Desde una perspectiva histórica, este fenómeno refleja un patrón de desaceleración sostenida. Entre 2010 y 2020, la tasa de crecimiento anual fue de 0,52%, la más baja desde el primer censo demográfico brasileño en 1972. Comparado con décadas anteriores—2,89% en los años 60, 1,63% en los 90 y 1,17% en los 2000—el país experimenta una transición demográfica acelerada similar a la observada en economías desarrolladas. Este cambio estructural impacta directamente en la composición de la fuerza laboral, la demanda de bienes de consumo y la sostenibilidad de sistemas de pensiones.
Concentración geográfica y fragmentación municipal definen la estructura poblacional. São Paulo concentra 46,1 millones de habitantes (21,6% del total nacional), seguido por Minas Gerais (21,5 millones, 10%) y Río de Janeiro (17,2 millones, 8%). En contraste, estados amazónicos como Acre, Amapá y Roraima representan menos del 1,5% de la población combinada. A nivel urbano, cinco ciudades—São Paulo, Río de Janeiro, Brasilia, Fortaleza y Salvador—albergan el 12,5% de la población nacional, evidenciando una concentración metropolitana que genera presión sobre infraestructura y servicios.

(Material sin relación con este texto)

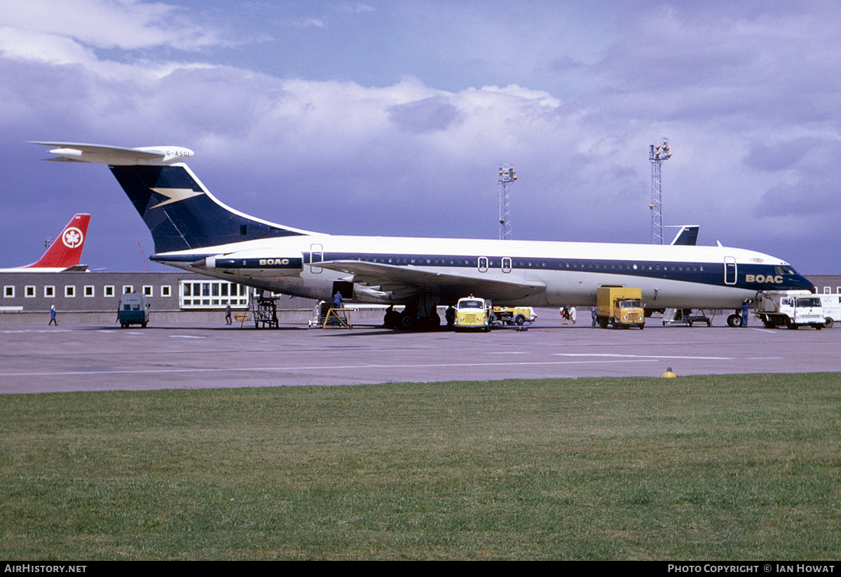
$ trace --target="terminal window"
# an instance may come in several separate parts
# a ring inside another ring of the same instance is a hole
[[[228,281],[181,281],[179,305],[183,309],[248,306],[248,287]]]

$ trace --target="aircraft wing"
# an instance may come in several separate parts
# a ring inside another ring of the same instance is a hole
[[[453,301],[468,294],[505,301],[525,299],[546,290],[546,285],[539,281],[524,281],[517,278],[505,280],[476,278],[430,273],[410,266],[395,267],[360,261],[326,261],[320,266],[352,274],[354,283],[391,293],[395,299],[432,293]]]

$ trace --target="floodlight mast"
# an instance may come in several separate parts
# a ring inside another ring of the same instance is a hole
[[[508,196],[508,189],[517,179],[513,164],[500,165],[500,177],[496,181],[500,189],[500,240],[510,241],[511,236],[511,204]]]
[[[664,161],[671,158],[669,139],[661,139],[660,144],[651,145],[648,160],[651,161],[651,244],[663,244],[663,190],[660,167]]]

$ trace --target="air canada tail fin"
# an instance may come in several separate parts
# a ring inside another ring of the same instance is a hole
[[[678,230],[678,234],[674,235],[674,239],[671,244],[694,246],[698,241],[698,229],[701,226],[698,225],[685,225],[679,228],[680,230]]]
[[[50,245],[40,260],[28,264],[24,268],[71,268],[79,266],[82,249],[87,235],[87,223],[91,215],[78,214],[73,216],[61,230],[61,236]]]
[[[216,199],[179,161],[193,151],[176,146],[137,149],[67,142],[48,160],[108,164],[149,227],[156,253],[274,236],[309,234],[244,214]]]

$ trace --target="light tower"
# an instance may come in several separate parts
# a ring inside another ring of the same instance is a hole
[[[648,160],[651,161],[651,244],[663,244],[663,191],[660,181],[660,166],[671,158],[669,139],[663,138],[659,145],[651,145]]]
[[[500,188],[500,240],[511,240],[511,205],[508,198],[508,189],[517,179],[513,164],[500,165],[500,178],[496,181]]]

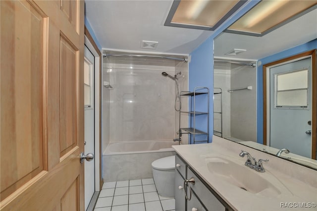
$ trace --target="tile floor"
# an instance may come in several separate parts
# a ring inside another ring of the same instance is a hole
[[[153,178],[106,182],[95,211],[167,211],[175,210],[175,199],[158,194]]]

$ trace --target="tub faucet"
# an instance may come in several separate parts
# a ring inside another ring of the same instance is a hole
[[[244,151],[243,150],[241,150],[241,152],[239,154],[239,156],[242,158],[244,157],[246,155],[247,156],[247,159],[245,163],[244,163],[245,165],[250,167],[257,171],[260,172],[265,172],[265,170],[264,169],[262,162],[267,162],[268,161],[268,159],[259,159],[259,161],[257,161],[257,160],[252,157],[248,152]]]
[[[283,152],[285,153],[286,154],[288,154],[289,153],[289,150],[288,150],[288,149],[285,148],[282,149],[281,150],[280,150],[278,151],[278,152],[277,152],[277,154],[276,154],[276,156],[277,156],[278,157],[280,157],[282,153]]]

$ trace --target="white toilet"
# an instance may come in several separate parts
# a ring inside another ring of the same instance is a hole
[[[154,161],[152,171],[158,194],[165,197],[174,197],[175,156]]]

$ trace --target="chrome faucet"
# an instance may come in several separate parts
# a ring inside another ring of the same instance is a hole
[[[178,138],[178,139],[173,139],[173,141],[181,141],[182,140],[182,139],[181,139],[180,138]]]
[[[250,167],[257,171],[260,172],[265,172],[265,170],[264,169],[262,162],[267,162],[268,161],[268,159],[259,159],[259,160],[257,161],[257,160],[251,156],[248,152],[244,151],[243,150],[241,150],[241,152],[239,154],[239,156],[242,158],[244,157],[246,155],[247,156],[247,161],[245,163],[244,163],[245,165]]]
[[[288,154],[289,153],[289,150],[288,150],[288,149],[285,148],[282,149],[281,150],[280,150],[278,151],[278,152],[277,152],[277,154],[276,154],[276,156],[277,156],[278,157],[280,157],[282,153],[283,152],[285,153],[286,154]]]

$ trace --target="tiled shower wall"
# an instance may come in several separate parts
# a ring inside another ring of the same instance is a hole
[[[222,89],[223,137],[256,141],[256,70],[230,63],[215,62],[214,87]],[[252,90],[229,93],[228,90],[252,86]],[[215,95],[215,111],[219,111],[219,95]],[[220,130],[221,119],[214,114],[214,129]]]
[[[178,76],[181,89],[187,91],[187,63],[181,63],[174,66],[104,63],[103,81],[109,82],[113,89],[103,86],[104,151],[110,142],[178,137],[175,82],[161,73],[173,76],[176,70],[181,71]],[[185,109],[187,104],[183,106]]]
[[[229,63],[215,62],[213,72],[213,86],[214,88],[220,88],[222,93],[222,116],[218,113],[214,113],[213,129],[217,131],[221,130],[222,127],[222,137],[230,137],[230,94],[227,92],[230,89],[230,68],[231,64]],[[214,92],[219,89],[215,89]],[[214,110],[215,112],[221,111],[220,97],[218,94],[215,95],[213,99]]]
[[[257,84],[256,67],[231,64],[231,89],[252,86],[231,93],[231,137],[257,142]]]

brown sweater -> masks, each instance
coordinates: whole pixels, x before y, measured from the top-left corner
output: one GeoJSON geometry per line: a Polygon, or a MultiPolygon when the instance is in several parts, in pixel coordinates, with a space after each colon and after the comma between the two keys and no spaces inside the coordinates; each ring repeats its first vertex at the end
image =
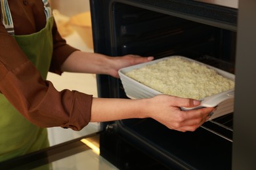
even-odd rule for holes
{"type": "MultiPolygon", "coordinates": [[[[15,35],[30,35],[45,26],[41,0],[9,0],[8,3],[15,35]]],[[[50,71],[60,75],[60,65],[77,49],[66,44],[56,24],[53,38],[50,71]]],[[[51,82],[43,80],[1,22],[0,92],[28,120],[41,127],[60,126],[80,130],[90,120],[92,95],[68,90],[58,92],[51,82]]]]}

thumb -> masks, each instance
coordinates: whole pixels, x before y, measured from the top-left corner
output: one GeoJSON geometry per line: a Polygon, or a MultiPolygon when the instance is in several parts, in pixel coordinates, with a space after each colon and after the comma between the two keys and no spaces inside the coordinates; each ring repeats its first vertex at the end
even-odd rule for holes
{"type": "Polygon", "coordinates": [[[200,105],[201,101],[193,99],[179,98],[176,100],[177,106],[184,107],[194,107],[200,105]]]}

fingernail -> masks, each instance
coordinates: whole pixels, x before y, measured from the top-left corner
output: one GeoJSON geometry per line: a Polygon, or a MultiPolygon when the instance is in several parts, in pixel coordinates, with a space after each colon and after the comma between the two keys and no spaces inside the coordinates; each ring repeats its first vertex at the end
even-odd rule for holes
{"type": "Polygon", "coordinates": [[[201,103],[201,101],[198,101],[198,100],[193,100],[193,105],[200,105],[201,103]]]}
{"type": "Polygon", "coordinates": [[[151,61],[151,60],[152,60],[153,59],[154,59],[154,57],[152,57],[152,56],[148,57],[148,61],[151,61]]]}
{"type": "Polygon", "coordinates": [[[210,116],[210,117],[213,114],[214,112],[211,112],[209,114],[209,116],[210,116]]]}

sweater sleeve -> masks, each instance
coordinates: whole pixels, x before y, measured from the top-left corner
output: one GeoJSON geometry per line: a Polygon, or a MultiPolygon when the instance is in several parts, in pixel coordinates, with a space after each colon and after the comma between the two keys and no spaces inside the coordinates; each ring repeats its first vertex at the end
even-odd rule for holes
{"type": "Polygon", "coordinates": [[[80,130],[90,120],[92,95],[58,92],[51,82],[43,80],[1,22],[0,92],[24,116],[41,127],[80,130]]]}
{"type": "Polygon", "coordinates": [[[53,52],[50,67],[50,71],[61,75],[62,73],[60,67],[67,58],[77,49],[66,44],[58,31],[58,28],[54,22],[53,27],[53,52]]]}

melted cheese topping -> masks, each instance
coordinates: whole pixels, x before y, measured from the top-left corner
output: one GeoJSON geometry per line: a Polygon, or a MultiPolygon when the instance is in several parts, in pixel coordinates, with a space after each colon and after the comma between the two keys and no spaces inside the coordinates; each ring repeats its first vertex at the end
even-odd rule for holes
{"type": "Polygon", "coordinates": [[[234,82],[214,69],[180,57],[172,57],[126,73],[164,94],[196,99],[234,88],[234,82]]]}

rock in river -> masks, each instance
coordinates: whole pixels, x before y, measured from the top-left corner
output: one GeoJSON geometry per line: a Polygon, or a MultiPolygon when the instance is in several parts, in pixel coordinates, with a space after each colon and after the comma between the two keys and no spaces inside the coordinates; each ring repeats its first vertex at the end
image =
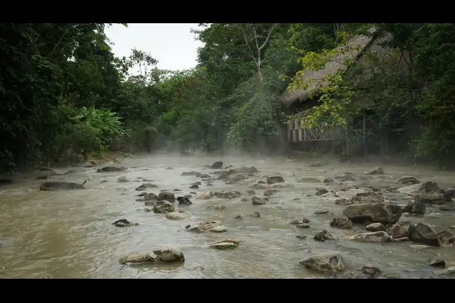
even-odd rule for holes
{"type": "Polygon", "coordinates": [[[216,161],[216,162],[212,164],[212,168],[213,168],[213,169],[218,169],[221,168],[222,166],[222,161],[216,161]]]}
{"type": "Polygon", "coordinates": [[[276,183],[283,183],[284,182],[284,179],[280,176],[272,176],[267,177],[267,183],[269,184],[273,184],[276,183]]]}
{"type": "Polygon", "coordinates": [[[209,244],[209,247],[217,249],[232,249],[239,246],[241,241],[234,240],[223,240],[209,244]]]}
{"type": "Polygon", "coordinates": [[[365,232],[353,236],[347,236],[346,240],[370,243],[384,243],[391,241],[390,236],[385,231],[365,232]]]}
{"type": "Polygon", "coordinates": [[[343,214],[354,223],[369,221],[387,225],[398,221],[401,208],[389,203],[352,204],[343,211],[343,214]]]}
{"type": "Polygon", "coordinates": [[[187,215],[181,213],[172,212],[166,214],[166,218],[171,220],[183,220],[187,217],[187,215]]]}
{"type": "Polygon", "coordinates": [[[72,182],[47,182],[39,185],[40,190],[71,190],[72,189],[85,189],[83,185],[86,181],[84,181],[81,184],[73,183],[72,182]]]}
{"type": "Polygon", "coordinates": [[[126,219],[121,219],[112,223],[112,225],[115,225],[117,227],[126,227],[126,226],[134,226],[135,225],[139,225],[139,223],[133,223],[132,222],[129,222],[126,219]]]}
{"type": "Polygon", "coordinates": [[[314,255],[299,263],[300,265],[322,272],[337,272],[345,270],[344,261],[339,252],[314,255]]]}
{"type": "Polygon", "coordinates": [[[153,204],[153,212],[157,214],[165,214],[174,211],[172,204],[169,201],[157,201],[153,204]]]}
{"type": "Polygon", "coordinates": [[[106,166],[97,170],[97,173],[110,173],[113,172],[122,172],[126,170],[125,167],[114,167],[113,166],[106,166]]]}
{"type": "Polygon", "coordinates": [[[139,263],[143,262],[175,262],[185,261],[183,252],[173,248],[155,249],[150,252],[132,254],[121,258],[118,262],[120,264],[139,263]]]}
{"type": "Polygon", "coordinates": [[[335,218],[330,222],[332,227],[348,229],[352,227],[352,221],[347,218],[335,218]]]}
{"type": "Polygon", "coordinates": [[[384,170],[380,166],[377,166],[363,173],[364,175],[379,175],[382,174],[384,174],[384,170]]]}
{"type": "Polygon", "coordinates": [[[162,191],[158,194],[158,199],[168,201],[169,202],[175,202],[175,196],[172,192],[162,191]]]}
{"type": "Polygon", "coordinates": [[[228,228],[222,225],[220,221],[211,221],[200,223],[195,226],[188,225],[187,231],[193,232],[204,232],[208,231],[212,232],[222,232],[226,231],[228,228]]]}

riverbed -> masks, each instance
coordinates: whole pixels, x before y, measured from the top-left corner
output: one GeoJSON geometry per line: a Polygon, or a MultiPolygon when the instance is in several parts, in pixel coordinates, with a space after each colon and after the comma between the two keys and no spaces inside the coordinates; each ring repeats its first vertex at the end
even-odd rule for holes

Fragmentación municipal complica la planificación territorial: 44,3% de los 5,570 municipios brasileños tienen menos de 10,000 habitantes, sumando 12,8 millones de personas (6% del total nacional). Solo 15 municipios superan el millón de habitantes, de los cuales apenas dos—Guarulhos y Campinas, ambos en el interior paulista—no son capitales regionales. Esta estructura atomizada plantea desafíos críticos para política fiscal, inversión en infraestructura y prestación de servicios públicos, mientras que simultáneamente abre oportunidades para descentralización económica y desarrollo de polos secundarios.